É comum ver praticantes de desporto adaptado utilizarem cadeiras de rodas. Quase sempre com uma inclinação nas rodas maiores, para garantir mais estabilidade, estas cadeiras permitem que atletas paraplégicos, amputados ou com outras limitações graves na capacidade de locomoção consigam praticar modalidades como a esgrima, o tiro com arco ou o boxe mas, também, outras muito mais exigentes quanto a movimentação como o atletismo, o golfe, o boccia, o basquetebol, o ténis de mesa, o ténis ou (acreditem) o râguebi.

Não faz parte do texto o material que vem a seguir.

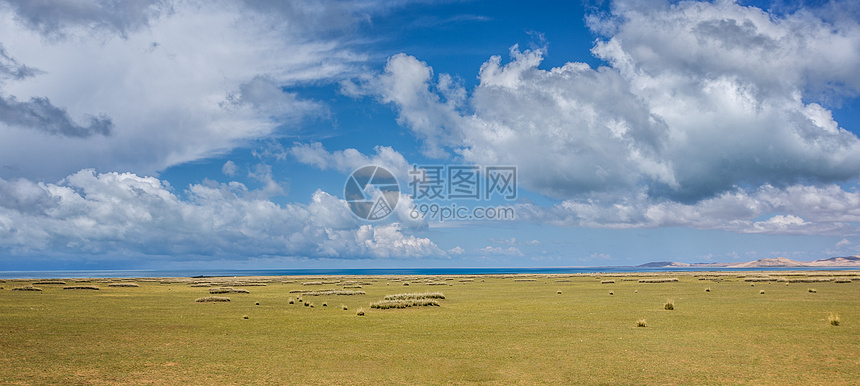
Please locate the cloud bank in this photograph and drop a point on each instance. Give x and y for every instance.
(142, 85)
(699, 103)
(126, 214)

E as cadeiras móveis não servem apenas para modalidades de pavilhão ou pista nem apenas para competição. No último verão, por exemplo, assistimos à divulgação nas praias portuguesas de cadeiras adaptadas que permitem até tetraplégicos tomarem revigorantes banhos de mar. As rodas largas destas cadeiras anfíbias facilitam que pessoas com mobilidade reduzida se desloquem na praia e, aproveitando o ar das próprias rodas e dos outros flutuadores (e com o devido apoio), consigam entrar e permanecer de forma segura em águas calmas.

 

Também são vulgares embarcações adaptadas de remo e vela, utilizadas por atletas que, apesar das limitações, não dispensam a proximidade das águas de lagos ou mares.

Mais recentes são as novidades para frequentar os ares da serra mesmo sem se ter condições para andar por trilhos difíceis. É o caso da joelette, monociclo capaz de ir a todo o lado carregando alguém que só assim, puxado e empurrado por atletas de montanha, consegue deslocar-se aos locais agrestes agora conhecidos por Trilhos da Felicidade.

A designação deriva do nome do inventor, Joël Claudel, que jura desconhecer o monociclo semelhante que os Padres Brancos utilizam há décadas em África.

Numa parceria com a Associação Mobilitas, foi desta forma que atletas de trail de Caminha se prepararam para o campeonato do mundo no Parque Nacional da Peneda-Gerês, a 29 de outubro, e, simultaneamente, proporcionaram experiências maravilhosas de contacto com a Natureza a pessoas com mobilidade reduzida. Que bela fórmula: Desporto + Solidariedade = Felicidade.